Plaintiff Bond appeals pro se from the district court's order dismissing his civil rights case. 42 U.S.C. § 1983 (1982). The appeal has been referred to a panel of the court pursuant to Rule 9(a), Rules of the Sixth Circuit. Upon consideration, this panel unanimously agrees that oral argument is not needed. Fed. R. App. P. 34(a).
Bond is a prisoner at the Luther Luckett Correctional Complex in LaGrange, Kentucky. The defendant is the Chief Deputy Clerk of the Kentucky Court of Appeals.
In his complaint, Bond alleged that the defendant refused to file a notice of appeal in the trial court on Bond's behalf. Bond requested $50,000 in damages. The district court dismissed the case sua sponte because Bond did not show a violation of a constitutional right.

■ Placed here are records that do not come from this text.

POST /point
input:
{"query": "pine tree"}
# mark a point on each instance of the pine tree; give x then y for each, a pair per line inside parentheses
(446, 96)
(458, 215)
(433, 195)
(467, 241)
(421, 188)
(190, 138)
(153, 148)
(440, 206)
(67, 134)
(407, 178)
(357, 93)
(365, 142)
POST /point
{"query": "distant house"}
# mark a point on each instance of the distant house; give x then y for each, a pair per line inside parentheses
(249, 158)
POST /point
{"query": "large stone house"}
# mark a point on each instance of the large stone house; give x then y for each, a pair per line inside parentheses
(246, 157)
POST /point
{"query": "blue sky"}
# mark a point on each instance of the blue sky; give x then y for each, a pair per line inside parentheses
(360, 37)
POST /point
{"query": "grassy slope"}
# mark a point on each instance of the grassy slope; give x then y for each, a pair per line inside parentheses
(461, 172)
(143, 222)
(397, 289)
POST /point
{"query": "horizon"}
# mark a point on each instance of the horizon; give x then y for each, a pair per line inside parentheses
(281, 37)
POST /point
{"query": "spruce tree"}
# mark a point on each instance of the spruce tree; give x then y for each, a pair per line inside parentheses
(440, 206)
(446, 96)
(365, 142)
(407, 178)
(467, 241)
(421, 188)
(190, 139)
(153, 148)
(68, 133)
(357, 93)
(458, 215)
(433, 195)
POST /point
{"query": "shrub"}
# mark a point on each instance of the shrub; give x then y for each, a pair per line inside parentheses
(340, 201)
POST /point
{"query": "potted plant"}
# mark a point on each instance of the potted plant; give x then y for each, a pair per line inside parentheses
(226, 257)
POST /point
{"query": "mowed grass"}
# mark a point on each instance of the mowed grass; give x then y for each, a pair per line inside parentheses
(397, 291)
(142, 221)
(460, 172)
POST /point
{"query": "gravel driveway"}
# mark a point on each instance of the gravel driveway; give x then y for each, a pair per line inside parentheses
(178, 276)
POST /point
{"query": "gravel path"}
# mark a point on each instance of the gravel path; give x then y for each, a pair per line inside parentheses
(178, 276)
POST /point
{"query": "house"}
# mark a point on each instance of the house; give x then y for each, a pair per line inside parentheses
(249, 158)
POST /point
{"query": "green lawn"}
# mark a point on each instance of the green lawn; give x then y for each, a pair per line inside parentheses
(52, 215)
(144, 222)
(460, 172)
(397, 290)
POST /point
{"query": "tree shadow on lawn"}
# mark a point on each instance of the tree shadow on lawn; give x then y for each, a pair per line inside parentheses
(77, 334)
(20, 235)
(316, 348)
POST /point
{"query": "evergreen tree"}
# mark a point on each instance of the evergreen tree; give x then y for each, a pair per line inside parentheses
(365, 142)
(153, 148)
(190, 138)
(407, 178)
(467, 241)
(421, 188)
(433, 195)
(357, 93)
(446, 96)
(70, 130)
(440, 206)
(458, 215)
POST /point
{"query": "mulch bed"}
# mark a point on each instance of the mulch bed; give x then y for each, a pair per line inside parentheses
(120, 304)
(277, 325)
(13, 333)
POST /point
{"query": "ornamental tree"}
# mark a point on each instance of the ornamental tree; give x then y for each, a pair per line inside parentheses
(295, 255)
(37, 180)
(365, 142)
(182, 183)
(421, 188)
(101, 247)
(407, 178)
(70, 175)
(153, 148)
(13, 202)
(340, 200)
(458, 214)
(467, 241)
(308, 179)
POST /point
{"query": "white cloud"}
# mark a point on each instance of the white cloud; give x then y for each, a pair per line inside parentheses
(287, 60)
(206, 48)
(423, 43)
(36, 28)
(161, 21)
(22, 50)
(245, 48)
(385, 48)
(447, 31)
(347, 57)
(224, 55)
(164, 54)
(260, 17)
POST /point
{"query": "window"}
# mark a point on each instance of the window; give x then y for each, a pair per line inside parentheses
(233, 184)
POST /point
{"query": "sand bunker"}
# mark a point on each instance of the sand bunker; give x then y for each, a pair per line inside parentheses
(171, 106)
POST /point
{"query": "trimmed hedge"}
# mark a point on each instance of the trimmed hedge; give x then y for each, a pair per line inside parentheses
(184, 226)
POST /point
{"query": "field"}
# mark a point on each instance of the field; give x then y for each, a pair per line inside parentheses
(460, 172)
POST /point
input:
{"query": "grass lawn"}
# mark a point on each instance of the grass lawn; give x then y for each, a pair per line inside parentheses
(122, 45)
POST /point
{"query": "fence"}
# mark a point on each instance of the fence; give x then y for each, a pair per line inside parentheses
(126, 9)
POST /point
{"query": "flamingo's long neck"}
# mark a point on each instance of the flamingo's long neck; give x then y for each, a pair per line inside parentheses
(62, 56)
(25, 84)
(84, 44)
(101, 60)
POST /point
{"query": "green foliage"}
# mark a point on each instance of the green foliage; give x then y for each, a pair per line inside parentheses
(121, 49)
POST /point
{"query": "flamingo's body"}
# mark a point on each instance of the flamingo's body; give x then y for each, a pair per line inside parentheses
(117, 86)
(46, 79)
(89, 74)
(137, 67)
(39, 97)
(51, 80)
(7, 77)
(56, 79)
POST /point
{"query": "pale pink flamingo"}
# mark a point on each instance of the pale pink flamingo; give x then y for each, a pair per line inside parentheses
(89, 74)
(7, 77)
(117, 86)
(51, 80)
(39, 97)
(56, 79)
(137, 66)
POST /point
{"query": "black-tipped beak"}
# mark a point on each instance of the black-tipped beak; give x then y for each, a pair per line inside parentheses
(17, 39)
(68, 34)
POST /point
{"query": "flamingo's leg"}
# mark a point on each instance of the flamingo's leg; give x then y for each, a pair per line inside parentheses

A complaint is frivolous if it lacks an arguable basis in law or in fact. Neitzke v. Williams, 109 S. Ct. 1827, 1831 (1989). An example of a case lacking an arguable basis in law is a case lacking a liberty or property interest. 109 S. Ct. at 1833.
Here Bond's case lacks a constitutional interest. Bond alleged that, under Fed. R. App. P. 4(a) (1), the Kentucky deputy clerk was required to file his notice of appeal in the trial court. However, Fed. R. App. P. 4(a) (1) does not apply to the state court. Under Ky.Civ.Rule 73.01(2), the litigant must file a notice of appeal in the trial court. Therefore, the district court correctly held that Bond's case lacks a constitutional interest.
The order of the district court is affirmed under Rule 9(b) (5), Rules of the Sixth Circuit, because the issues are not substantial and do not require oral argument.